Developer: Clap Hanz / Publisher: Sony Computer Entertainment || Overall: 9.0/10
Sony Computer Entertainment’s Hot Shots Golf series has entered into the next generation in Hot Shots Golf: Out of Bounds. Out of Bounds is an arcade-style golfing game developed by Clap Hanz in Japan. While not everyone will get the appeal of the inherently Japanese-styled characters, beneath what you see is a very meaty, fun, golfing game that provides entertainment for a very long time. An all-new online mode is introduced in Out of Bounds and adds a distinctive layer to the series.
The first thing anyone sees when they put their copy of Out of Bounds into their PS3 is an installation screen. Even though the game takes about a 4 giga-BITE (get it? okay, sorry) out of your hard drive space, it’ll be well worth it since the game runs like a dream from hole to hole. The only time you’ll see a load screen in this game is right before you start a new game, and only for a few seconds. Whatever your philosophy on mandatory installs may be, it is very nice to play a game where there is minimal time spent with loading, leaving more to actually playing.
Traditionally, the Hot Shots Golf series’ shot system had worked by the “3 click” system. First, you start the power meter, click the X button when it got to the power setting you wanted, and then when the dial came back to the beginning, you hit the X button again, in an attempt to get the dial right on target to where it had began. It’s a pretty standard system found in most golf games prior to this one.
A new Advanced Shot system is described as a more “analog” way to play the game, judging the power of a stroke by how far the club is raised, and how straight the ball flies by a closing circle. In Out of Bounds, instead of forcing you to go with the new Advanced Shot system, they give you the option of using both, but do make it very encouraging to play with the Advanced Shot system since it is more advantageous than the Traditional Shot system in almost all ways except for judging exactly how far you want the ball to go. Spinning the ball in different ways allows you to take extra control over what the ball does, as well.

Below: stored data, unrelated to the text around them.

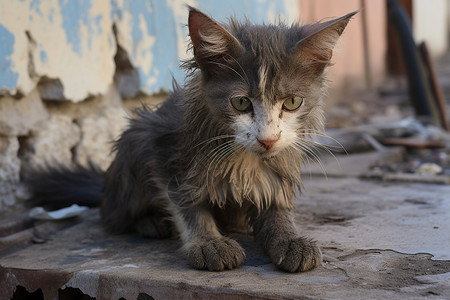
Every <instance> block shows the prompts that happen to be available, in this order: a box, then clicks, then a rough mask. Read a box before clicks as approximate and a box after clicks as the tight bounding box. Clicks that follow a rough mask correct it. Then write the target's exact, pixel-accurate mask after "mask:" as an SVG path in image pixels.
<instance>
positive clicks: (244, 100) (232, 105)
mask: <svg viewBox="0 0 450 300" xmlns="http://www.w3.org/2000/svg"><path fill="white" fill-rule="evenodd" d="M231 105H232V106H233V107H234V108H235V109H236V110H237V111H240V112H249V111H251V110H252V108H253V106H252V102H251V101H250V99H248V98H247V97H234V98H231Z"/></svg>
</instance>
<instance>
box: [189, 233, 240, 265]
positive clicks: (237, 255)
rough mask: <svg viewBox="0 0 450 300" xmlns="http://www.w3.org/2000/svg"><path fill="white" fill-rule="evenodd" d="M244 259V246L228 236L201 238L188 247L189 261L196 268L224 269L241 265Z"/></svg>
mask: <svg viewBox="0 0 450 300" xmlns="http://www.w3.org/2000/svg"><path fill="white" fill-rule="evenodd" d="M244 260H245V253H244V250H243V249H242V247H241V246H240V245H239V244H238V243H237V242H236V241H234V240H232V239H229V238H226V237H220V238H216V237H214V238H206V239H201V240H199V241H196V242H194V243H192V244H191V245H190V246H189V248H188V263H189V265H190V266H191V267H193V268H195V269H200V270H204V269H207V270H210V271H223V270H225V269H233V268H236V267H239V266H240V265H241V264H242V262H243V261H244Z"/></svg>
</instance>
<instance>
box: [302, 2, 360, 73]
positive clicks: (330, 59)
mask: <svg viewBox="0 0 450 300" xmlns="http://www.w3.org/2000/svg"><path fill="white" fill-rule="evenodd" d="M356 13H358V11H355V12H352V13H349V14H347V15H345V16H343V17H341V18H338V19H334V20H331V21H327V22H319V23H316V24H310V25H305V26H303V27H302V30H301V35H302V39H301V40H300V41H299V42H298V43H297V44H296V45H295V47H294V49H293V55H294V56H295V57H296V59H299V60H300V63H301V64H302V65H303V66H308V67H312V68H313V70H314V71H315V72H317V74H319V73H320V74H321V73H322V72H323V70H324V69H325V67H327V66H328V65H329V64H330V60H331V56H332V54H333V48H334V46H335V45H336V43H337V41H338V39H339V37H340V36H341V34H342V32H343V31H344V29H345V27H346V26H347V24H348V22H349V21H350V19H351V18H352V17H353V16H354V15H355V14H356Z"/></svg>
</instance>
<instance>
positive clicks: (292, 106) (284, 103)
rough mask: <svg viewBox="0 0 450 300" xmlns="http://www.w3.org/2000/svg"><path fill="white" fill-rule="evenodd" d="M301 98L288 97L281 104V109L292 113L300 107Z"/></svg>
mask: <svg viewBox="0 0 450 300" xmlns="http://www.w3.org/2000/svg"><path fill="white" fill-rule="evenodd" d="M302 104H303V98H302V97H289V98H287V99H286V100H284V102H283V109H284V110H287V111H293V110H296V109H297V108H299V107H300V106H302Z"/></svg>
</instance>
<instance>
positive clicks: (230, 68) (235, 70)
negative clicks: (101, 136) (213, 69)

Essentially, the shot systems are the game. There are six courses that will challenge your mastery of the particular shot systems, with weather, special rules, or even competition against another golfer being tossed in the Challenge Mode of the game. Golfers each have their individual talents, and there 15 to choose from. Challenge Mode allows you to acquire new gear, golfers, and other items. Also, as you progress through Challenge Mode, new courses eventually open up. In Stroke Mode, you can select any of the various ways to play each course and modify the individual course however you like before you play. A multiplayer mode allows for local play, but the main multiplayer mode that will suck up your time is the online multiplayer mode. Online multiplayer is quite interesting in how it’s presented. Unlike most online games where you simply join a game and play, there is a whole lobby and chat system – you even get your own cute little avatar to jump around and interact with people in a multitude of visual chat rooms. All of that is quite novel, but the main point is to play games online, after all.
The online multiplayer is unique and not exactly 100% golf-oriented, but obviously the point of the whole lobby system is to join games and play. Normal games that are created by other people in the lobby that you are currently in can be joined and created on the fly. Tournaments require a little bit more planning. You have a set time that the tournament starts at, and you book your spot in the tournament well in advance before it starts. You might be able to find a tournament starting right when you’re looking to play or plan ahead and find a game that is four hours ahead.
Additionally, Tournaments are separated in different rankings, GF, G0, G1, and G2. GF doesn’t count for much (everyone can play), while G0, G1, and G2 allow you to rank up, starting from G2, and getting to G0. The more you play (and win), the higher ranking you’ll be able to get. You’ll have to keep winning to keep your online ranking, and if you don’t get enough points to sustain your rank, you could actually get demoted, so it keeps you on your toes, constantly competing against other players online. Tournaments feature up to 50 players. The downside of that is that there can be a lot of time wasted, as you wait for everyone to finish the hole.
Graphics are very nice, and smooth — practically no jaggies anywhere and the lighting effects are quite beautiful. The sound effects are satisfying, and so is the soundtrack. What really annoys from a presentation-standpoint is the voice-overs. The voice actors are just astoundingly bad. I’m only thankful that we don’t have to hear them speak actual dialogue to propel a story forward, not that there would be one since it’s a golfing game, but it’s a curious choice in the localization process. If the American voices annoy you enough, however, you can switch on the Japanese voices.
Hot Shots Golf: Out of Bounds is a great entry into the popular golf series. Its easy to get in to, and the concept is simple – get the ball in the hole with as few strokes as possible. There’s a lot of time to be spent with this title, and fans won’t be disappointed with either the offline or the online modes. Not only is the game satisfying and full of content, there is also the prospect of getting extra characters and courses through the PlayStation Store.